TL DR: How does a computational model model grammatical derivatives, so that there is an indefinite number of products for the same left side?

I am working on a project dealing with formal language theory and am trying to write a class to create regular grammar objects that can be passed to a finite machine. My naive attempt was to create an API to add products for each allowed input.

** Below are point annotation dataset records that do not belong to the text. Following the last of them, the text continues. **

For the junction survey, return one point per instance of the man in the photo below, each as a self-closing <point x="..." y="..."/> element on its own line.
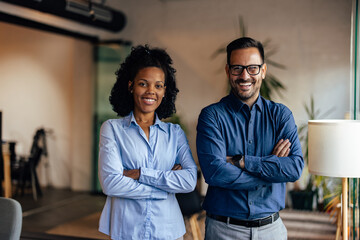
<point x="243" y="146"/>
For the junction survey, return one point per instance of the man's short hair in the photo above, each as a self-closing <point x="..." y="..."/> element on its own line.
<point x="244" y="42"/>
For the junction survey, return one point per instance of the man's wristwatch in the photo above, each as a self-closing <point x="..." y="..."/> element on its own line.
<point x="236" y="160"/>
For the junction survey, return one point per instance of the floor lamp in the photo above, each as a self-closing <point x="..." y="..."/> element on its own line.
<point x="334" y="151"/>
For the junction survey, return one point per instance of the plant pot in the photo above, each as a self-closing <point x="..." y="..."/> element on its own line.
<point x="302" y="200"/>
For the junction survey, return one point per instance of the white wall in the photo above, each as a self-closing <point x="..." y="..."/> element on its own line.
<point x="313" y="40"/>
<point x="46" y="81"/>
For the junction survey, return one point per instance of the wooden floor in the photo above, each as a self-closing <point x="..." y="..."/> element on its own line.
<point x="76" y="214"/>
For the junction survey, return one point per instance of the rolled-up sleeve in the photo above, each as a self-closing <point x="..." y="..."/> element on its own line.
<point x="211" y="150"/>
<point x="280" y="169"/>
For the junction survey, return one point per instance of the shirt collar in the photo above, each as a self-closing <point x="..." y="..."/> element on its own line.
<point x="129" y="119"/>
<point x="238" y="104"/>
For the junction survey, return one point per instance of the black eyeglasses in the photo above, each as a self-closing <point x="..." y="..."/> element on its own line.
<point x="237" y="70"/>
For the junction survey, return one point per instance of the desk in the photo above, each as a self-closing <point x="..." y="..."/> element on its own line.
<point x="7" y="170"/>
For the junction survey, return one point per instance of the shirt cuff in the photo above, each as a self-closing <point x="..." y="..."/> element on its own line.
<point x="148" y="176"/>
<point x="252" y="164"/>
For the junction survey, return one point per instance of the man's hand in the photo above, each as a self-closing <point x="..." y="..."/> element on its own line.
<point x="282" y="148"/>
<point x="229" y="159"/>
<point x="176" y="167"/>
<point x="133" y="173"/>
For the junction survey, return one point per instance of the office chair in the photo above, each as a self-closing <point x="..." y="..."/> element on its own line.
<point x="10" y="219"/>
<point x="26" y="169"/>
<point x="190" y="205"/>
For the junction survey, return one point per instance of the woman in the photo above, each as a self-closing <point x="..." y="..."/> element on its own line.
<point x="143" y="161"/>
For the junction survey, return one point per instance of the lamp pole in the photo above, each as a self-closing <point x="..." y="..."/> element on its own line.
<point x="345" y="208"/>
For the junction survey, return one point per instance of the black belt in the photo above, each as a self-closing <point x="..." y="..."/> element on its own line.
<point x="246" y="223"/>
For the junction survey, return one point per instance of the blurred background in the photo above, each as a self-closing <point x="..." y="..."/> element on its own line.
<point x="57" y="68"/>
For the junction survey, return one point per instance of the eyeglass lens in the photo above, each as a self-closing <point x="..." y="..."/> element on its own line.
<point x="251" y="69"/>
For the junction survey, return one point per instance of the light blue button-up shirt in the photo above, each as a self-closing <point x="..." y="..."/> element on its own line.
<point x="146" y="208"/>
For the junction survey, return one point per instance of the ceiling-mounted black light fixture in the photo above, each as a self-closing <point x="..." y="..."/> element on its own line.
<point x="83" y="11"/>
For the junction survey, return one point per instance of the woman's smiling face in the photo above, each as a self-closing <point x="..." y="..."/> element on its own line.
<point x="148" y="90"/>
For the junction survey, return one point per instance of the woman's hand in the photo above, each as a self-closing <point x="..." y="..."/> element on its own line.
<point x="133" y="173"/>
<point x="176" y="167"/>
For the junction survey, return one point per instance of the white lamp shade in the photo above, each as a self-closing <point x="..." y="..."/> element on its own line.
<point x="334" y="148"/>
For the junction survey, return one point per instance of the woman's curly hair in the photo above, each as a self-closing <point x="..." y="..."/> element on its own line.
<point x="122" y="100"/>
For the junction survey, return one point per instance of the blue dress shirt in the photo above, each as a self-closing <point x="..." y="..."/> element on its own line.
<point x="146" y="208"/>
<point x="230" y="127"/>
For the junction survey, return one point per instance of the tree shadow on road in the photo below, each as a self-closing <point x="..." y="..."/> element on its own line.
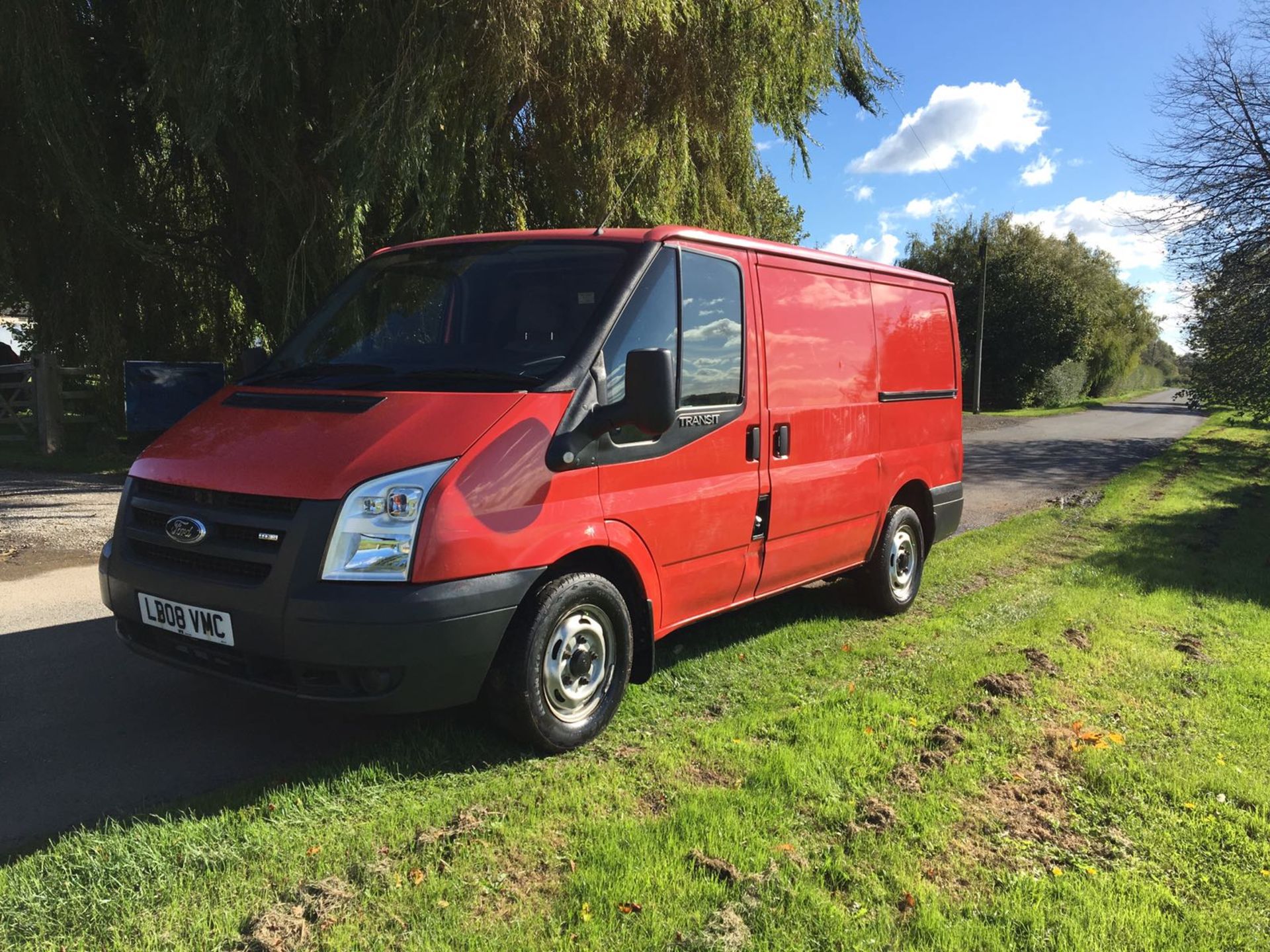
<point x="93" y="731"/>
<point x="1048" y="462"/>
<point x="1220" y="543"/>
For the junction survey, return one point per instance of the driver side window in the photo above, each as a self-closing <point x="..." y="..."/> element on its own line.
<point x="651" y="319"/>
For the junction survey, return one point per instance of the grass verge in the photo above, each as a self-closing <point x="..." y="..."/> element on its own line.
<point x="1062" y="746"/>
<point x="108" y="461"/>
<point x="1087" y="404"/>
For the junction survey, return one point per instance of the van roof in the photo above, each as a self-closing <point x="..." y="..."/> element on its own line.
<point x="667" y="233"/>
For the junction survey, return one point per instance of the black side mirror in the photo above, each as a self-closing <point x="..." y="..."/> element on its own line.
<point x="648" y="405"/>
<point x="650" y="401"/>
<point x="252" y="361"/>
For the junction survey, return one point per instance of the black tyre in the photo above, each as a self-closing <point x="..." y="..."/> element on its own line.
<point x="564" y="663"/>
<point x="893" y="573"/>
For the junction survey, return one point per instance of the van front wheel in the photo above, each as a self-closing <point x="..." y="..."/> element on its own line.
<point x="564" y="664"/>
<point x="894" y="571"/>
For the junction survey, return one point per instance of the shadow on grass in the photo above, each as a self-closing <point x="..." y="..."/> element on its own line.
<point x="1218" y="549"/>
<point x="92" y="731"/>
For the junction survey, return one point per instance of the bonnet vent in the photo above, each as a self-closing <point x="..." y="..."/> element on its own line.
<point x="310" y="403"/>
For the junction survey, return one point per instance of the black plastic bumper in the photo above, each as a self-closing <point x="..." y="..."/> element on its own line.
<point x="381" y="647"/>
<point x="947" y="502"/>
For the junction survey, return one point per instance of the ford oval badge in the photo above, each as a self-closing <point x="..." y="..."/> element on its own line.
<point x="186" y="530"/>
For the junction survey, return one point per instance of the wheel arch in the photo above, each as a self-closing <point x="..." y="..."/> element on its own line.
<point x="621" y="571"/>
<point x="916" y="494"/>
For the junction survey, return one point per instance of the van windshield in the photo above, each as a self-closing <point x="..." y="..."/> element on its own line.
<point x="462" y="317"/>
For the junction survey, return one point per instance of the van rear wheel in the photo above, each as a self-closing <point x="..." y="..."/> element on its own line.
<point x="564" y="663"/>
<point x="894" y="571"/>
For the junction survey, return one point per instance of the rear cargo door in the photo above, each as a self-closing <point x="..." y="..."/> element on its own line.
<point x="822" y="400"/>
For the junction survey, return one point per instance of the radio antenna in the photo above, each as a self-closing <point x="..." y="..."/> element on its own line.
<point x="630" y="182"/>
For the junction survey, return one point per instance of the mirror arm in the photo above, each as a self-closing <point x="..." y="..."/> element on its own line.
<point x="566" y="447"/>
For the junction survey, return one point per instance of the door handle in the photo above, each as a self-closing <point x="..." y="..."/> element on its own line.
<point x="781" y="441"/>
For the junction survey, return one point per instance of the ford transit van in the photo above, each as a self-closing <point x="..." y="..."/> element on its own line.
<point x="502" y="467"/>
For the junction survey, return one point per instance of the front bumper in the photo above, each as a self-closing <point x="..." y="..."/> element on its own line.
<point x="380" y="647"/>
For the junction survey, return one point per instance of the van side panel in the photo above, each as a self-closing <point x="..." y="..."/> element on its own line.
<point x="822" y="382"/>
<point x="694" y="507"/>
<point x="920" y="372"/>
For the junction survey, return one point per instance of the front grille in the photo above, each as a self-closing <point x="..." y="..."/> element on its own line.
<point x="244" y="532"/>
<point x="216" y="498"/>
<point x="201" y="563"/>
<point x="249" y="535"/>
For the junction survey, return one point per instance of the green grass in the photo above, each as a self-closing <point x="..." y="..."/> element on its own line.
<point x="1087" y="404"/>
<point x="761" y="740"/>
<point x="106" y="461"/>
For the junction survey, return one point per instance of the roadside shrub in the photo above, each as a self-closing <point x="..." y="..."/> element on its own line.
<point x="1062" y="385"/>
<point x="1141" y="377"/>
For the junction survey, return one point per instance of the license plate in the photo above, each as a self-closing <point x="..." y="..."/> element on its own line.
<point x="187" y="619"/>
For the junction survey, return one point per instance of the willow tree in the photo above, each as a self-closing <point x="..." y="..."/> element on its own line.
<point x="177" y="179"/>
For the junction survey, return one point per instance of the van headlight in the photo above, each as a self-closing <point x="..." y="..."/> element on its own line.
<point x="376" y="530"/>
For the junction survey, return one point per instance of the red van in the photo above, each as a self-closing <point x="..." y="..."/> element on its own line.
<point x="505" y="466"/>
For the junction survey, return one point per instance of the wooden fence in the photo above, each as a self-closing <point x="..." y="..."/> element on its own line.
<point x="40" y="399"/>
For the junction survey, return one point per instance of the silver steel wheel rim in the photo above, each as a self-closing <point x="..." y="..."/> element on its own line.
<point x="577" y="666"/>
<point x="904" y="561"/>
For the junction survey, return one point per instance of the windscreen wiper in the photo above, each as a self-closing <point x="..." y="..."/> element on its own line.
<point x="468" y="374"/>
<point x="317" y="371"/>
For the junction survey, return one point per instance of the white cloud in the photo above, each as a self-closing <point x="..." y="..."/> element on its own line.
<point x="1111" y="223"/>
<point x="842" y="244"/>
<point x="956" y="122"/>
<point x="1171" y="302"/>
<point x="926" y="207"/>
<point x="884" y="248"/>
<point x="1169" y="299"/>
<point x="1039" y="172"/>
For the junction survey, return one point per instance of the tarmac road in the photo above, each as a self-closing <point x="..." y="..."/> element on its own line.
<point x="1017" y="463"/>
<point x="89" y="730"/>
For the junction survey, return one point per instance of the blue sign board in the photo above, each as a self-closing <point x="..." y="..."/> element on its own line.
<point x="157" y="393"/>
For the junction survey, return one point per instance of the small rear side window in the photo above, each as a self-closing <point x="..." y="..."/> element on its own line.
<point x="712" y="327"/>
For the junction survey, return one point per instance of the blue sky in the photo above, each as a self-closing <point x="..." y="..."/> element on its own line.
<point x="1003" y="88"/>
<point x="1020" y="108"/>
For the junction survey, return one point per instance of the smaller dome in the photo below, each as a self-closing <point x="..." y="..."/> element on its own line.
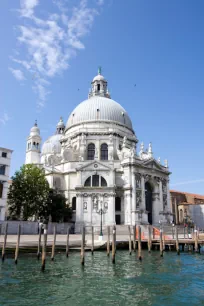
<point x="34" y="131"/>
<point x="52" y="145"/>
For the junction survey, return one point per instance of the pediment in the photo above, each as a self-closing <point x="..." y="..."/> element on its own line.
<point x="93" y="166"/>
<point x="153" y="164"/>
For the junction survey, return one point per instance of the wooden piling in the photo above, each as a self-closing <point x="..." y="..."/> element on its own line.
<point x="134" y="238"/>
<point x="4" y="243"/>
<point x="39" y="242"/>
<point x="92" y="240"/>
<point x="82" y="245"/>
<point x="113" y="244"/>
<point x="44" y="249"/>
<point x="17" y="244"/>
<point x="130" y="241"/>
<point x="139" y="243"/>
<point x="177" y="240"/>
<point x="67" y="244"/>
<point x="108" y="241"/>
<point x="53" y="244"/>
<point x="149" y="238"/>
<point x="161" y="243"/>
<point x="196" y="240"/>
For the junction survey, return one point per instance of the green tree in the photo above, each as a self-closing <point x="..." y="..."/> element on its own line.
<point x="28" y="193"/>
<point x="57" y="207"/>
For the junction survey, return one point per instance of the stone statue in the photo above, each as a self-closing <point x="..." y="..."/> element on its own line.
<point x="124" y="141"/>
<point x="110" y="138"/>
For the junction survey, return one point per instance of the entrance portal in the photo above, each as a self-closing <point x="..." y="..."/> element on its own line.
<point x="148" y="201"/>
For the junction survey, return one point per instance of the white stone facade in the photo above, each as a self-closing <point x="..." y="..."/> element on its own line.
<point x="94" y="161"/>
<point x="5" y="161"/>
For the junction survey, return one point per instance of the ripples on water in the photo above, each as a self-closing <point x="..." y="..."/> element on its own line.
<point x="171" y="280"/>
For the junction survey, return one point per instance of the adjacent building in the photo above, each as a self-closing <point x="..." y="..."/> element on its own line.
<point x="94" y="161"/>
<point x="5" y="161"/>
<point x="187" y="208"/>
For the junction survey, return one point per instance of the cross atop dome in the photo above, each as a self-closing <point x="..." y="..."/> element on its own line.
<point x="99" y="86"/>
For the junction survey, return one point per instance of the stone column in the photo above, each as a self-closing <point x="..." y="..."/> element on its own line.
<point x="128" y="206"/>
<point x="79" y="212"/>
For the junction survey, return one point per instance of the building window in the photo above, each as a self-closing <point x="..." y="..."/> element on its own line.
<point x="91" y="151"/>
<point x="74" y="203"/>
<point x="104" y="151"/>
<point x="103" y="182"/>
<point x="88" y="182"/>
<point x="95" y="180"/>
<point x="1" y="189"/>
<point x="2" y="169"/>
<point x="117" y="204"/>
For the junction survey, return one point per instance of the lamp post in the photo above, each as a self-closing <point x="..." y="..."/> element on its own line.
<point x="101" y="211"/>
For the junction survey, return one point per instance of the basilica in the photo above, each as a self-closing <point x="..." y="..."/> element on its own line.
<point x="94" y="161"/>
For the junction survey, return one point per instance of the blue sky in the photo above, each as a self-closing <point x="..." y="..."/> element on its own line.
<point x="157" y="45"/>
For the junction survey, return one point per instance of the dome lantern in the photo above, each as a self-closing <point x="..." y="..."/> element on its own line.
<point x="99" y="86"/>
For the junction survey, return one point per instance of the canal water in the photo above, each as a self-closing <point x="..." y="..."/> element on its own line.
<point x="171" y="280"/>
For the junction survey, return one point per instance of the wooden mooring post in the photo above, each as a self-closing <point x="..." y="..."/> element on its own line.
<point x="39" y="242"/>
<point x="149" y="238"/>
<point x="161" y="243"/>
<point x="67" y="244"/>
<point x="108" y="241"/>
<point x="113" y="244"/>
<point x="44" y="249"/>
<point x="17" y="244"/>
<point x="53" y="244"/>
<point x="92" y="240"/>
<point x="196" y="240"/>
<point x="134" y="238"/>
<point x="82" y="245"/>
<point x="130" y="240"/>
<point x="177" y="240"/>
<point x="139" y="243"/>
<point x="4" y="243"/>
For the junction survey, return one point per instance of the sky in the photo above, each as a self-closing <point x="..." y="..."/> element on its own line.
<point x="50" y="52"/>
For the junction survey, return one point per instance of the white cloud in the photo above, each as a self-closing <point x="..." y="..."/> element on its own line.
<point x="27" y="7"/>
<point x="18" y="74"/>
<point x="188" y="182"/>
<point x="4" y="118"/>
<point x="51" y="42"/>
<point x="100" y="2"/>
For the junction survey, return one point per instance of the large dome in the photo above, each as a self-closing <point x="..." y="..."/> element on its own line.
<point x="99" y="108"/>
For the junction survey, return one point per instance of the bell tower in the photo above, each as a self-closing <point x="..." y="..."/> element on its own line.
<point x="33" y="146"/>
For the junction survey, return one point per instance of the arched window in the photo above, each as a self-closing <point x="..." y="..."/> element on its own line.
<point x="117" y="204"/>
<point x="88" y="182"/>
<point x="91" y="151"/>
<point x="103" y="182"/>
<point x="1" y="189"/>
<point x="95" y="180"/>
<point x="104" y="151"/>
<point x="74" y="203"/>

A stripped-down version of my attempt is as follows (based on a formal definition of a formal grammar G = (N, Σ, P, S) ):

 class ContextFreeGrammar: def __init__(self, variables, alphabet, production_rules, start_variable): self.variables = variables self.alphabet = alphabet self.production_rules = production_rules self.start_variable = start_variable def __repr__(self): return '{}({}, {}, {}, {})'.format( self.__class__.__name__, self.variables, self.alphabet, self.production_rules, self.start_variable ) class RegularGrammar(ContextFreeGrammar): _regular_expression_grammar = None # TODO @classmethod def from_regular_expression(cls, regular_expression): raise NotImplementedError() 

I still have not reached the point of writing a state machine or a push machine.

The grammar for regex has no context, so I included my definition in WSN below:

 syntax = expression . expression = term "|" expression . expression = term . term = factor repetition term . term = factor term . term = . repetition = "*" . repetition = "+" . repetition = "?" . repetition = "{" nonnegative_integer "," nonnegative_integer "}" . repetition = "{" nonnegative_integer ",}" . repetition = "{," nonnegative_integer "}" . nonnegative_integer = nonzero_arabic_numeral arabic_numerals . nonnegative_integer = arabic_numeral . nonzero_arabic_numeral = "1" . nonzero_arabic_numeral = "2" . nonzero_arabic_numeral = "3" . nonzero_arabic_numeral = "4" . nonzero_arabic_numeral = "5" . nonzero_arabic_numeral = "6" . nonzero_arabic_numeral = "7" . nonzero_arabic_numeral = "8" . nonzero_arabic_numeral = "9" . arabic_numeral = nonzero_arabic_numeral . arabic_numeral = "0" . arabic_numerals = arabic_numeral . arabic_numerals = arabic_numeral arabic_numerals . factor = "(" expression ")" . factor = character_class . factor = character . escaped_character = "\\." . escaped_character = "\\(" . escaped_character = "\\)" . escaped_character = "\\+" . escaped_character = "\\*" . escaped_character = "\\?" . escaped_character = "\\[" . escaped_character = "\\]" . escaped_character = "\\\\" . escaped_character = "\\{" . escaped_character = "\\}" . escaped_character = "\\|" . character -> TODO ; character_class = TODO . 

It is easy to see that I clearly break the alternations into separate pieces. I do this for ease of implementation. But I am fixated on how I should be engaged in personal lessons and the like. I wanted production_rules be a map from each left side to a set of each of its respective right sides. But now it seems unfeasible.